How to Build LLMs on Your Company’s Data While on a Budget

I'm Chen from the Lakehouse Department of the GLB Division. Based on a report by Mr. Nagasato, who is participating in Data + AI SUMMIT 2023 (DAIS2023) held in San Francisco, "How to Build LLMs on Your Company's Data While on a Budget" Here is an overview of the lecture titled "How to do it."

The talk showed how companies with limited budgets can build large scale language models (LLMs) based on their own data. Presenter Sean Owen is a Principal Product Specialist at Databricks. In addition, the lecture is aimed at engineers interested in data and AI, data scientists in companies with limited budgets, and business owners who want to utilize their own data.

How to build and customize large-scale language models

Building large-scale language models is a difficult task for companies with limited budgets. However, by using the following method, it is possible to build an effective language model while keeping costs down.

Leveraging existing models: Effective customization is possible by using a large-scale language model (e.g. GPT-3) that has already been published and fine-tuning it with your own data.
Data preprocessing: cleaning your data and removing noise can improve learning efficiency
Choose model size wisely: The larger the model size, the more resources required for training. Therefore, it is important to choose the right size model according to your budget.

Leveraging Choice Models

A selection model is a model specialized for the task of selecting the best one from multiple candidates. By utilizing the choice model in the following ways, we can build an effective language model.

Combining multiple models: By combining existing language models and selection models, it is possible to obtain more effective results
Increase data variation: Selection models can accommodate a wide variety of data. Therefore, it is possible to improve the performance of the model by increasing the variation of the data.

About the latest concepts, features and services

Recently, various concepts, functions, and services related to building large-scale language models have emerged. Some of them are introduced below. Zero-shot learning: A learning method that can make appropriate predictions even for data that has never been seen during learning. This allows us to react quickly to new data. Transfer Learning: Applying a model learned in one task to another task. This saves time and resources for learning.
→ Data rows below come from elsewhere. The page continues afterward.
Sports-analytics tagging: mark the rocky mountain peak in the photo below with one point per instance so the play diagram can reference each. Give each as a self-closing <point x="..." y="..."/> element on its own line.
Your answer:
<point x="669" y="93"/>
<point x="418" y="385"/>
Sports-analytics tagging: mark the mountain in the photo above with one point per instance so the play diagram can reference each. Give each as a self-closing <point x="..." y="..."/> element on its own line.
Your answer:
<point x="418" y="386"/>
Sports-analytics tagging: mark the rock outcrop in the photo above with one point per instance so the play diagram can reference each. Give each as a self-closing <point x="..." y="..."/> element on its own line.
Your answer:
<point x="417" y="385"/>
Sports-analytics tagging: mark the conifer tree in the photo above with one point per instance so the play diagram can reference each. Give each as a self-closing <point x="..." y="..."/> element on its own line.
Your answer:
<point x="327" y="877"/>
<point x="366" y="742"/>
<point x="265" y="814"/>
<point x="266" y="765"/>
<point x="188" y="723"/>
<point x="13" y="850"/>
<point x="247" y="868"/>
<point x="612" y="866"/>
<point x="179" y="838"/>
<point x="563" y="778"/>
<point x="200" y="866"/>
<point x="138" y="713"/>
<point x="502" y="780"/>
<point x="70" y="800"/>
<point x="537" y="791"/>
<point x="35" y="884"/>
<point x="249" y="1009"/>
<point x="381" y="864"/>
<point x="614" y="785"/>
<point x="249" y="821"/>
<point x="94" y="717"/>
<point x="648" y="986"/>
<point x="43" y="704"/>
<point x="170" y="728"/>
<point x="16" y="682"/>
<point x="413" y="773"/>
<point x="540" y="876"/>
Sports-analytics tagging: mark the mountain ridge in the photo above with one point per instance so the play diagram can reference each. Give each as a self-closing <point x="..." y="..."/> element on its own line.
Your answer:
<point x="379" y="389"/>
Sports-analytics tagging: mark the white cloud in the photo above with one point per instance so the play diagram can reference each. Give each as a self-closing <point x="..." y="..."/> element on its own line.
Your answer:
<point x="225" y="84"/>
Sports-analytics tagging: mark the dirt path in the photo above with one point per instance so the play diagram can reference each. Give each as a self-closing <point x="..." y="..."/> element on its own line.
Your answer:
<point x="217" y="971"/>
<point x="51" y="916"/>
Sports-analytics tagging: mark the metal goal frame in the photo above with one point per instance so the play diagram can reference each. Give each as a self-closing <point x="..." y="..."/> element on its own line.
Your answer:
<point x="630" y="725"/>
Utilization of cloud services

By using cloud services, you can flexibly secure the resources necessary to build a large-scale language model. In addition, cloud services provide the latest functions and services, making it possible to build effective language models. In this way, even budget-constrained companies can leverage the latest concepts, features, and services to build language models based on their own data.

Summary

In this talk, he introduced how companies with limited budgets can build large-scale language models based on their own data. It is possible to build an effective language model by using existing models, preprocessing data, selecting the size of the model, and so on. We believe we can make the most of our data while leveraging the latest concepts, features and services.

Conclusion

This content based on reports from members on site participating in DAIS sessions. During the DAIS period, articles related to the sessions will be posted on the special site below, so please take a look.

Translated by Johann

www.ap-com.co.jp

Thank you for your continued support!